Cette lettre exprimait leur souhait de faire campagne
pour l'accueil de 50 familles de réfugiés syriens à Colchester.
Une réponse leur parvint en quelques jours à peine : le maire, impressionné, souhaitait rencontrer les organisations et travailler avec elles. Bien que ravies d'un tel progrès, les organisations locales avaient conscience que si cette première réunion se muait en démarche de « consultation » de la part des élus (un exercice d'écoute sans conséquences concrètes), les efforts de « Welcome Refugees Colchester » seraient vains. C'est ici que les outils du community organiser trouvèrent une application très concrète. Car il fut décidé de préparer un ordre du jour particulier pour la réunion. Plutôt que d'insister sur leurs revendications, les organisations locales auraient l'occasion de
se présenter, les unes après les autres, en insistant bien sur le nombre de leurs membres et de leurs partenaires. Cette démonstration de pouvoir, suivie par des demandes claires et précises adressées aux élus, se révéla efficace : les quinze organisations représentaient ensemble presque un millier d'électeurs.
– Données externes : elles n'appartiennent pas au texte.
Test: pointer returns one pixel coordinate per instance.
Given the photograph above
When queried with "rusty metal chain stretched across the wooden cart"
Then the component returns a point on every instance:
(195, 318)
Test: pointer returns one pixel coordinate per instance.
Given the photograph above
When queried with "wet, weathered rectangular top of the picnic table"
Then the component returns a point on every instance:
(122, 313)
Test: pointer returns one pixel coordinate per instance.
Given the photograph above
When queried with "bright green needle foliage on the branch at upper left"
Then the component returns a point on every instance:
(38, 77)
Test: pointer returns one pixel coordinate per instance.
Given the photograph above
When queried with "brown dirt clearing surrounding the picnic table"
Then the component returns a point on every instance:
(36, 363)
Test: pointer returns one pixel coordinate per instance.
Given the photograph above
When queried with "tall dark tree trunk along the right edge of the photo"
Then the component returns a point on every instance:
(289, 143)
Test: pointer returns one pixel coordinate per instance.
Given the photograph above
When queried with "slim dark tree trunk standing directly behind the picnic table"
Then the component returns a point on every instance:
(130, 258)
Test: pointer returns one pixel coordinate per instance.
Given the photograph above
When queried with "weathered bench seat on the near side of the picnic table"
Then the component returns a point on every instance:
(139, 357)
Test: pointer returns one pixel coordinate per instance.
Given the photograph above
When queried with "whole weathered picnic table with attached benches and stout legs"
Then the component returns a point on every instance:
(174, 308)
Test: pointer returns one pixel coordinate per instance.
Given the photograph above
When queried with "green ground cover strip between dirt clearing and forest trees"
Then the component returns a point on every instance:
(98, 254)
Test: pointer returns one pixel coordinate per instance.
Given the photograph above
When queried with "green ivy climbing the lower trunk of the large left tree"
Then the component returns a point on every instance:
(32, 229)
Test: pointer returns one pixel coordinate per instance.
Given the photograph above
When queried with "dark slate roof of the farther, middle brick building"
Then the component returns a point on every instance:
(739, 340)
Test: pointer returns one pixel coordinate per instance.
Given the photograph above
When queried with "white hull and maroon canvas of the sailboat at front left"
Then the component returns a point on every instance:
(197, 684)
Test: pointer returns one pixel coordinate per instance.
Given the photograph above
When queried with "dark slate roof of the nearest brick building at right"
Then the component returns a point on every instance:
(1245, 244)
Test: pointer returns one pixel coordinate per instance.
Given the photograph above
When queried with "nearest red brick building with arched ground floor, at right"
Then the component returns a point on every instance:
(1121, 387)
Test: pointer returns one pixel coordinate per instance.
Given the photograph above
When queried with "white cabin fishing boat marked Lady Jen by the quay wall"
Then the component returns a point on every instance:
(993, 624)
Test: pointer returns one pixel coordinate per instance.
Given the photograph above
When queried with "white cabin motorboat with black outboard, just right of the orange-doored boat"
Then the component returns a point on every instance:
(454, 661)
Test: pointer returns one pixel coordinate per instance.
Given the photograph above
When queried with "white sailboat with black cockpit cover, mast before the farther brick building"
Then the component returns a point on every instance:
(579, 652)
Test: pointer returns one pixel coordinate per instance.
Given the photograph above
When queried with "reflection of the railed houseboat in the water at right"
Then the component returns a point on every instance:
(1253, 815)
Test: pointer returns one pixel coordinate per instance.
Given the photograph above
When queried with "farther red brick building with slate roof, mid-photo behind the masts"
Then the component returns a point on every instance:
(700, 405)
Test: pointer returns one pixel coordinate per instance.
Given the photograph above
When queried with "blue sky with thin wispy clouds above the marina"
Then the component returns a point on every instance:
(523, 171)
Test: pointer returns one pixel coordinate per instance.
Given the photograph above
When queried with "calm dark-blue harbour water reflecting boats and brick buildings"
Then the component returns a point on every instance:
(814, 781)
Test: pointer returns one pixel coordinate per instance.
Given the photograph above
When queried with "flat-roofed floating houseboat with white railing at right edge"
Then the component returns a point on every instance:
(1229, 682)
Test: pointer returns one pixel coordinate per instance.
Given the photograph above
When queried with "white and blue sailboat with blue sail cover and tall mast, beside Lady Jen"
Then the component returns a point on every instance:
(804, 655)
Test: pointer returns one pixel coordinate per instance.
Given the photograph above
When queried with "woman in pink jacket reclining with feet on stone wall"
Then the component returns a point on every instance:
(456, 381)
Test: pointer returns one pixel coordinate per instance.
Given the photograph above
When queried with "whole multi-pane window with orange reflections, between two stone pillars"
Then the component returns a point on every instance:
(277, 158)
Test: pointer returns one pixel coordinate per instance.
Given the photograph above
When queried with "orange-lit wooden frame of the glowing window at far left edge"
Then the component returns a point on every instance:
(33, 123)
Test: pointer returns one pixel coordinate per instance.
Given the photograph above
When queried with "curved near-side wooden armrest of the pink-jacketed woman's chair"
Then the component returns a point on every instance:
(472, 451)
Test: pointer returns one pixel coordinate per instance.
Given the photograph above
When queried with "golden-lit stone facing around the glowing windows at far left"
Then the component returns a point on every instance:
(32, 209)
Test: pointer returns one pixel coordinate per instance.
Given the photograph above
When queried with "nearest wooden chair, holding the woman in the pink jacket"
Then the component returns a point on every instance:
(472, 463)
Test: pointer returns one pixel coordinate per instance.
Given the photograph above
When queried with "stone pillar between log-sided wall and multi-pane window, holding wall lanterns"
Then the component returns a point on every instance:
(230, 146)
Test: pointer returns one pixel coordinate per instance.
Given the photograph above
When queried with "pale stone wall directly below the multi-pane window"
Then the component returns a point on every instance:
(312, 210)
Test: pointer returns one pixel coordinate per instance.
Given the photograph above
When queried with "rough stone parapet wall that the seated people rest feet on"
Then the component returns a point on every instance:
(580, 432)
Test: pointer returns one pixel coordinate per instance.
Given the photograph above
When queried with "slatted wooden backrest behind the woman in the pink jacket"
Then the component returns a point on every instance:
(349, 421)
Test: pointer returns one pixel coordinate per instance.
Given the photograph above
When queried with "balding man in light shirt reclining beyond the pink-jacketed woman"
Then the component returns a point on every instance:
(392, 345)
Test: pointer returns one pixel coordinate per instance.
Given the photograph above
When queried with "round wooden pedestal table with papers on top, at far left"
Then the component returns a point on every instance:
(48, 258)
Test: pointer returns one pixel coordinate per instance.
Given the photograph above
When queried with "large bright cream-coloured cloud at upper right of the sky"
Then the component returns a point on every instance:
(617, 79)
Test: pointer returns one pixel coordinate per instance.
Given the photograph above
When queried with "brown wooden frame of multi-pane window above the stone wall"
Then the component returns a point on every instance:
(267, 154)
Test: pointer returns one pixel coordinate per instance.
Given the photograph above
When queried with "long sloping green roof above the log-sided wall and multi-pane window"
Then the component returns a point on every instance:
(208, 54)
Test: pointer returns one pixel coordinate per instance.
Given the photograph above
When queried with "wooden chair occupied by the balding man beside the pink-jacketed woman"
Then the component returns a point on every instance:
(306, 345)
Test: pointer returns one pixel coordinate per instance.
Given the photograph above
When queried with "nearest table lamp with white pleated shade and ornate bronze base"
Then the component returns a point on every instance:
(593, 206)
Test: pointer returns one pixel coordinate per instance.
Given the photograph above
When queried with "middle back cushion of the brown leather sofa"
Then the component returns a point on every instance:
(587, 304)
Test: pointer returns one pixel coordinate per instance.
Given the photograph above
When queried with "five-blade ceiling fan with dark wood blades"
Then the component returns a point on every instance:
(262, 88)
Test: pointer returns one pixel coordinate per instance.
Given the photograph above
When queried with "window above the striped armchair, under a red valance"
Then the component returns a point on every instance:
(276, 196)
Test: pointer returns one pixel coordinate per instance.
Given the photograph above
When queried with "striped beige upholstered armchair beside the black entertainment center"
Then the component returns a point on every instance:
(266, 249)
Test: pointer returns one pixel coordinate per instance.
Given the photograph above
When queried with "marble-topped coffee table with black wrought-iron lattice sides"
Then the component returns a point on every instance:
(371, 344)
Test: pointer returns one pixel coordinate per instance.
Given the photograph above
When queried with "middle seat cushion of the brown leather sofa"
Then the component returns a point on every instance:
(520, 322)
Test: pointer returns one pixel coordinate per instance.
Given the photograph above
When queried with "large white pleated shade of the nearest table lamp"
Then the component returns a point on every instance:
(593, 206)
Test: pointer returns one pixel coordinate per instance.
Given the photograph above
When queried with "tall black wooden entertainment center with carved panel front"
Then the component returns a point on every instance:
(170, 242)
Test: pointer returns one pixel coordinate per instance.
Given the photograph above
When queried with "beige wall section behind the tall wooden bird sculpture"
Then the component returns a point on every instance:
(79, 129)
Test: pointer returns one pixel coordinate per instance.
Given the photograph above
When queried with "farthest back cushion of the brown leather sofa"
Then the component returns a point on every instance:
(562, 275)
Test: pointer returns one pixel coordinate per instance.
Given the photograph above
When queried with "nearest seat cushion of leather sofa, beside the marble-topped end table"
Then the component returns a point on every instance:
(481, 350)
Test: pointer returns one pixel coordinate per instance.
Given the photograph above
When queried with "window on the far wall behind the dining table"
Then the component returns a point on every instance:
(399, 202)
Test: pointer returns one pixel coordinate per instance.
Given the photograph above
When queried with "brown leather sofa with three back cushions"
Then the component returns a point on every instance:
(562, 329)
En l'espace de quelques minutes, le maire comprit
qu'il ne maîtrisait pas l'agenda et que ce qui devait être une paisible consultation s'était transformé en négociation.

En signe d'ouverture, il offrit son soutien personnel à « Welcome Refugees Colchester » et s'engagea à entamer des discussions au conseil municipal. Comme cela avait été prévu dans le déroulé de la réunion, un représentant d'association lui demanda alors :
« Nous organisons une marche dans trois semaines, serez-vous des nôtres ? » Le Maire accepta et la marche, plutôt que de confronter des positions antagonistes, fut une célébration de l'histoire de Colchester (asile offert aux Huguenots au XVIIIe ainsi qu'aux réfugiés juifs pendant la Seconde Guerre mondiale). Semaine après semaine, « Welcome Refugees Colchester » gagna le respect du public et continua de négocier avec le conseil municipal jusqu'au vote, à l'unanimité, d'une
motion décidant de l'accueil de 50 familles de réfugiés à
Colchester en l'espace de cinq ans.

Par exemple, lors des élections municipales britanniques de 2016, les deux principaux candidats à la mairie de Londres furent invités à une assemblée par l'Alliance Citoyenne londonienne qui fêtait ses vingt ans.
Lors de cette assemblée, 6000 membres des organisations de l'Alliance firent part de leur propre agenda politique aux candidats. En particulier, ils affirmèrent leur volonté de militer pour l'encadrement des loyers, et demandèrent aux candidats s'ils souhaitaient soutenir cette proposition. En fonction des réponses qui leur seraient apportées, chacun des citoyens présents voterait avec un avis éclairé. Habituellement, une telle démarche n'aboutirait probablement à rien : les candidats pourraient s'en tirer à bon compte avec de simples promesses.
Cependant, face à une société civile forte et soudée, les
candidats ne peuvent compter sur une démobilisation soudaine.
Ainsi, lorsque Sadiq Khan fut élu maire de Londres, il fut
accueilli, lors de son investiture, par des élèves d'une école primaire voisine, qui vinrent le féliciter pour son élection. Ils lui remirent également la liste des promesses qu'il avait faites lors de l'assemblée. Six mois et quelques réunions plus tard, le
« Living Rent », mesure d'encadrement des loyers pour les nouveaux développements immobiliers, était annoncé par le maire de Londres.